The ratio between the number of bytes of memory is requested by the pods scheduled on the node and the number of bytes of memory available.The upper bound shows the memory available to pods, which corresponds to the user-defined allocatable memory configuration.

For instance, the image below indicates the node has 62.8 GiB of memory available, out of which, 37% is requested by the pods scheduled on the Node:

What to Expect?

A healthy ratio falls under 80%.

Assuming all the nodes have the same amount of allocatable resources, a reasonable upper bound is the value of (node_count - 1) / node_count x 100. For example, the ratio is 90% if you have 9 nodes. Having a high ratio protects your system against a node becoming unavailable.

What to Do Otherwise?

  • A low ratio indicates that the Node is underutilized. Drill up to the corresponding cluster in the Clusters page to determine whether the number of pods running is low, or if pods cannot run for other reasons.

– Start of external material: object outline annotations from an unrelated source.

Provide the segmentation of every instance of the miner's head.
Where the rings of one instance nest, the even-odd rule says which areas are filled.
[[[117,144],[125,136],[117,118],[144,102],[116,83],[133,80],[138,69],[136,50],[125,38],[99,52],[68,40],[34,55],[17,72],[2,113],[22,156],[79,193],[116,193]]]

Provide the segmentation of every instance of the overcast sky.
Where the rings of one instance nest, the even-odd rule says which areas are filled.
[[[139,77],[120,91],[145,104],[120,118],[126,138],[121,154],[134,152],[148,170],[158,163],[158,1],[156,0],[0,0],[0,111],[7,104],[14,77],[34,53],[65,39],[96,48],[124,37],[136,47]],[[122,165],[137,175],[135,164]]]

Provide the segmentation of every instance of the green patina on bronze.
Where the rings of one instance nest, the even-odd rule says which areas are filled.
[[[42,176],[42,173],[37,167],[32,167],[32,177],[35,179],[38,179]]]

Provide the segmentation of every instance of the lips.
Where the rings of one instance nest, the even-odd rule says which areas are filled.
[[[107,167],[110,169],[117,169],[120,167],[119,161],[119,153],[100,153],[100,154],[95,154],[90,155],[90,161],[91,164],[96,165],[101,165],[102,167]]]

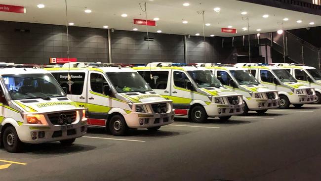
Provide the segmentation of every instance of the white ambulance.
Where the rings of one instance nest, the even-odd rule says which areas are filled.
[[[236,66],[250,70],[261,84],[279,91],[280,108],[287,108],[290,104],[300,107],[304,104],[315,101],[316,96],[314,88],[298,82],[284,68],[267,64],[245,63],[237,64]]]
[[[129,68],[99,63],[74,62],[48,68],[72,100],[88,108],[88,125],[106,128],[115,136],[128,128],[156,131],[172,123],[171,100],[154,91]],[[72,84],[68,84],[68,74]]]
[[[274,64],[275,66],[286,69],[298,82],[307,86],[314,87],[317,95],[314,103],[321,103],[321,72],[319,70],[303,64],[282,63]]]
[[[76,107],[48,71],[0,65],[0,137],[8,152],[23,143],[71,144],[87,130],[85,109]],[[8,68],[11,67],[11,68]]]
[[[195,123],[208,117],[227,120],[243,113],[241,94],[225,88],[204,68],[155,62],[134,67],[157,93],[173,100],[175,114]]]
[[[205,66],[207,64],[201,64]],[[279,107],[278,91],[261,85],[247,70],[230,64],[211,64],[211,70],[221,83],[235,92],[243,95],[243,114],[249,110],[264,114],[268,109]]]

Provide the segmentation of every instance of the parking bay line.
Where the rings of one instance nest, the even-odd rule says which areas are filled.
[[[215,128],[215,129],[221,128],[220,127],[211,127],[211,126],[192,126],[192,125],[173,125],[172,124],[171,124],[170,125],[168,125],[167,126],[183,126],[183,127],[196,127],[196,128]]]
[[[82,137],[87,137],[87,138],[88,138],[111,139],[111,140],[119,140],[119,141],[135,141],[135,142],[146,142],[146,141],[142,141],[142,140],[140,140],[110,138],[108,138],[108,137],[94,137],[94,136],[82,136]]]
[[[231,118],[248,118],[248,119],[274,119],[274,118],[261,117],[245,117],[245,116],[232,116]]]
[[[313,112],[313,111],[299,111],[289,110],[269,110],[268,111],[281,111],[281,112]]]

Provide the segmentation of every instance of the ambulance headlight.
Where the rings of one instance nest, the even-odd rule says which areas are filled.
[[[42,114],[27,114],[27,122],[28,124],[42,125],[41,118],[44,119]]]
[[[143,106],[136,106],[136,112],[146,112],[144,109]]]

  • A high ratio indicates a potential risk of being unable to schedule additional pods on the node.

    • Drill down to the  Kubernetes Node Overview dashboard to evaluate what Namespaces, Workloads, and pods are running.

    • Additionally, drill up in the Clusters page to evaluate whether you are over-committing the memory resource. Consequently, you don’t have enough resources to fulfill requests, and pods might not be able to run. Consider adding nodes or replacing nodes with more memory.

Can the Value be Higher than 100%?

Kubernetes schedules pods on nodes where sufficient allocatable resources are available to fulfill the pod request. This means Kubernetes does not allow having a total request higher than the allocatable. Consequently, the ratio cannot be higher than 100%.

Over-committing (pods requesting for more resources than that are available) results in a high Requests vs Allocatable ratio at the Nodes level and a low Pods Available vs Desired ratio at the Cluster level. What it indicates is that most of the resources are being used, consequently, what’s available is not sufficient to schedule additional pods. Therefore, Pods Available vs Desired ratio will also decrease.

Network I/O

The chart shows the latest value returned by avg(avg(net.bytes.total)).

What Is It?

The sparkline shows the trend of network traffic (inbound and outbound) for a Node. The number indicates the most recent rate of restarts per second.

For reference, the sparklines show the following number of steps (sampling):

  • Last hour: 6 steps, each for a 10-minute time slice

  • Last 6 hours: 12 steps, each for a 20-minute time slice

  • Last day: 12 steps, each for a 2-hour time slice

What to Expect?

The metric highly depends on what type of applications run on the Node. You should expect some network activity for Kubernetes related operations.

Drilling down to the Kubernetes Node Overview Dashboard in Explore will provide additional details, such as network activity across pods.